The criminals stole details of over 111,000 customers from a website for buying and selling firearms, Guntrader. The breach took place on July 21.
The SQL database that powers Guntrader.uk’s buy-and-sell website contains records from between 2016 till 17 July this year. There are details like names, email addresses, hashed passwords, and phone numbers of Guntrader’s users.
Andrew Barratt, UK MD of infosec biz Coalfire, who has analyzed the database said, “I suspect it was probably a drive-by style attack. So gut feeling looking at the response from the attackers that they posted on forums, [it was] completely un-targeted, it was kind of very much like ‘lol we pulled another site’ and then it’s like, oh, wow.”
Guntrader notified all the affected users on 21 July.
“The Information Commissioner’s Office was informed within hours of the breach being discovered and since then we have been working with them and the other relevant agencies to mitigate whatever impact if any this might have upon Guntrader’s users,” Guntrader spokesman Simon Baseley told The Register.
Baseley did not answer The Register’s questions why Guntrader’s website is not currently updated regarding the incident.
Guntrader is similar to Gumtree, where users can post ads and potential buyers can get in touch. It’s also used by gun shops to register weapons and keep track of them.
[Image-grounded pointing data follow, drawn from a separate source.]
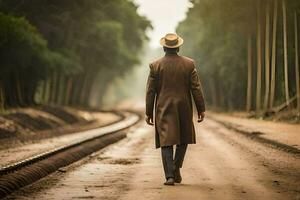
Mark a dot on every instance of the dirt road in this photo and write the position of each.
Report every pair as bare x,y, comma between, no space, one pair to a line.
222,165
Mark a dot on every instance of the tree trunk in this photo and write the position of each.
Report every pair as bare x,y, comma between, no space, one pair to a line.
259,59
249,74
273,61
267,58
2,98
297,62
286,75
68,91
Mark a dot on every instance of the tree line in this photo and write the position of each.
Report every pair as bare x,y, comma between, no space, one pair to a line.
66,52
247,52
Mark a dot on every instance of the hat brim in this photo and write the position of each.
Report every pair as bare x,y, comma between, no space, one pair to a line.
179,43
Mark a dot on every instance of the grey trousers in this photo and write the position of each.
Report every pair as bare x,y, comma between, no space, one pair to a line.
169,162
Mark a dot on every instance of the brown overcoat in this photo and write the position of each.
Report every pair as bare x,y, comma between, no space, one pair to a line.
171,82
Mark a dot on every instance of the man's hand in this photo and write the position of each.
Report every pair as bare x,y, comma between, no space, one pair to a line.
149,120
201,117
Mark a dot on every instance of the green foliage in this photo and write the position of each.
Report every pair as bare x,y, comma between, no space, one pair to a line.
217,33
73,40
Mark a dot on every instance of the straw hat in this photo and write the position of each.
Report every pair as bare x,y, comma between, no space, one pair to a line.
171,40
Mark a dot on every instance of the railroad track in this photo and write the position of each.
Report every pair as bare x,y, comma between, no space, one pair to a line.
29,170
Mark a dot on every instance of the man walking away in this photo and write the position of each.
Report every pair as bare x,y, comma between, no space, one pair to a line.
172,81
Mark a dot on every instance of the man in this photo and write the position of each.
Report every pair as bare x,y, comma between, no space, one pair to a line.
171,81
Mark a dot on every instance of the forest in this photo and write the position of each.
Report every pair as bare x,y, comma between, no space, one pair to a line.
66,52
247,52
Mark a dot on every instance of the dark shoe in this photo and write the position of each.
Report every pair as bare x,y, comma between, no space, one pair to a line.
177,175
170,181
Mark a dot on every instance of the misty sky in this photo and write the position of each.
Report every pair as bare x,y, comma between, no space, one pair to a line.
164,16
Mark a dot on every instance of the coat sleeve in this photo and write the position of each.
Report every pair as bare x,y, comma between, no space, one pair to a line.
150,92
196,90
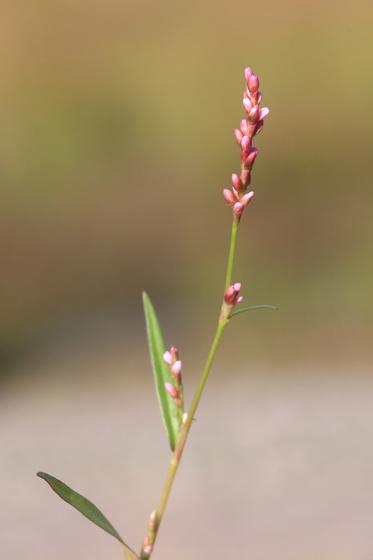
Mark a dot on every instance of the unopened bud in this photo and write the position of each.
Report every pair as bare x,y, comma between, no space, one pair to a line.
253,83
238,135
228,195
251,157
245,177
152,521
231,295
243,127
246,198
245,143
171,390
263,113
248,73
176,368
236,181
167,357
258,127
238,209
247,104
253,115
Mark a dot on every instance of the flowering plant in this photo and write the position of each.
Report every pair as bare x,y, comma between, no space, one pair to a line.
166,364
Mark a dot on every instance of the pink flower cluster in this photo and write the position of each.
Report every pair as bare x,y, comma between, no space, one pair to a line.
232,295
239,196
171,358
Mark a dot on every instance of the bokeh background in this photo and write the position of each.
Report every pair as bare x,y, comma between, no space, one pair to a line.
116,142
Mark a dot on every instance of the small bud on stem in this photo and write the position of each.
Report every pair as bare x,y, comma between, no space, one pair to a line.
237,197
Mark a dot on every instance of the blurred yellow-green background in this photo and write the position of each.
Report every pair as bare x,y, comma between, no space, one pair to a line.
117,121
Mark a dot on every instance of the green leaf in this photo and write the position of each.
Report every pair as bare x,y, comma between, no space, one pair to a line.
86,508
161,372
252,307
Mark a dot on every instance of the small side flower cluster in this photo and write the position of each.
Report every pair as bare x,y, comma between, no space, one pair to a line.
147,547
231,299
240,195
175,389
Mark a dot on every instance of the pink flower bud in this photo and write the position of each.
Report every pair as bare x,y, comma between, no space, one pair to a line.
228,195
167,357
253,116
251,157
238,135
231,295
174,353
248,73
247,104
238,209
245,143
253,83
236,181
263,113
171,390
245,177
243,127
176,367
246,198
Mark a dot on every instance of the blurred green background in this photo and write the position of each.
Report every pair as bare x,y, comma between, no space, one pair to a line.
116,142
117,125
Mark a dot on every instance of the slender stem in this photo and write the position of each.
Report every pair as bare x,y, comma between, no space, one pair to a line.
184,432
232,249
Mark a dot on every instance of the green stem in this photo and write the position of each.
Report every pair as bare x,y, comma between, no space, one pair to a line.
184,432
232,249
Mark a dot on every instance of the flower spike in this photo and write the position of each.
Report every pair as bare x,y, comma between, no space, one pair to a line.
252,124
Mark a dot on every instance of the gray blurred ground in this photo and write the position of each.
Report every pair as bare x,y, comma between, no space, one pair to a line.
276,467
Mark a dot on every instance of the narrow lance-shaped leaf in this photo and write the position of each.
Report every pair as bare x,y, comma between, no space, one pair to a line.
253,307
161,372
86,508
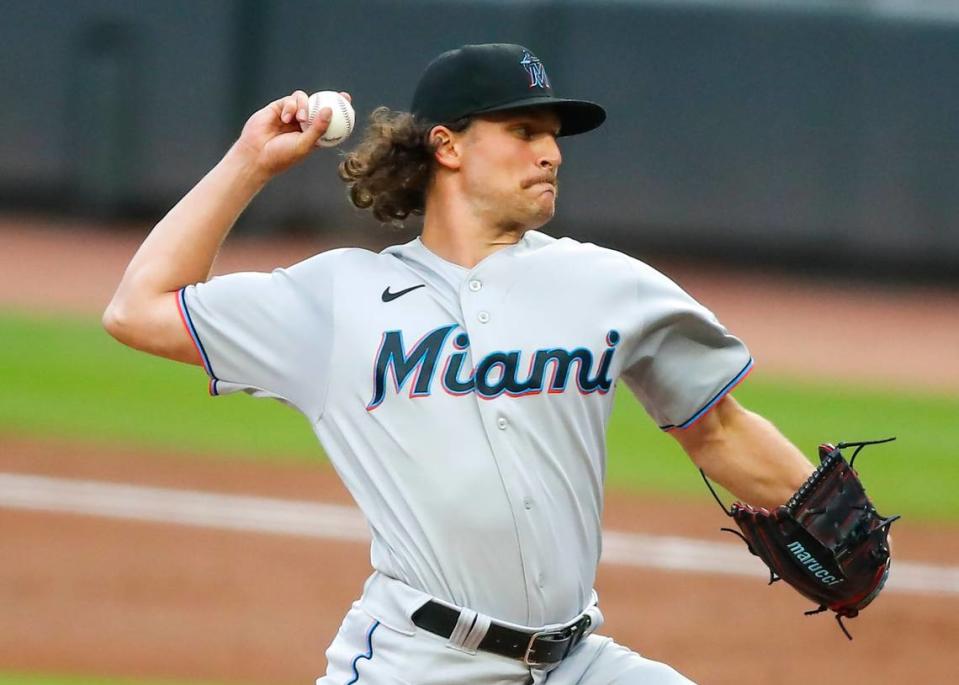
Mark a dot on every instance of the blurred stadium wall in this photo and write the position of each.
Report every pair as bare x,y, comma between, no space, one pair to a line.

British firearms laws require that every transfer of a gun be recorded. This procedure is rather time-consuming and involves reporting to the police when necessary. Guntrader’s goal was to provide a simple and automated way to manage all of your gun trading needs. The website generates emails that contain legally required data for police firearms licensing units. But these did not seem to have leaked.
The data in the stolen database that leaked is Latitude and longitude data, First name and last name, Police force that issued an RFD’s certificate, Phone numbers, Fax numbers, bcrypt-hashed passwords, Postcode, Postal addresses, and User’s IP addresses.
While no credit card numbers were included, logs of payments were also included, as were details that seems to be SHA-256 hashed strings for payments.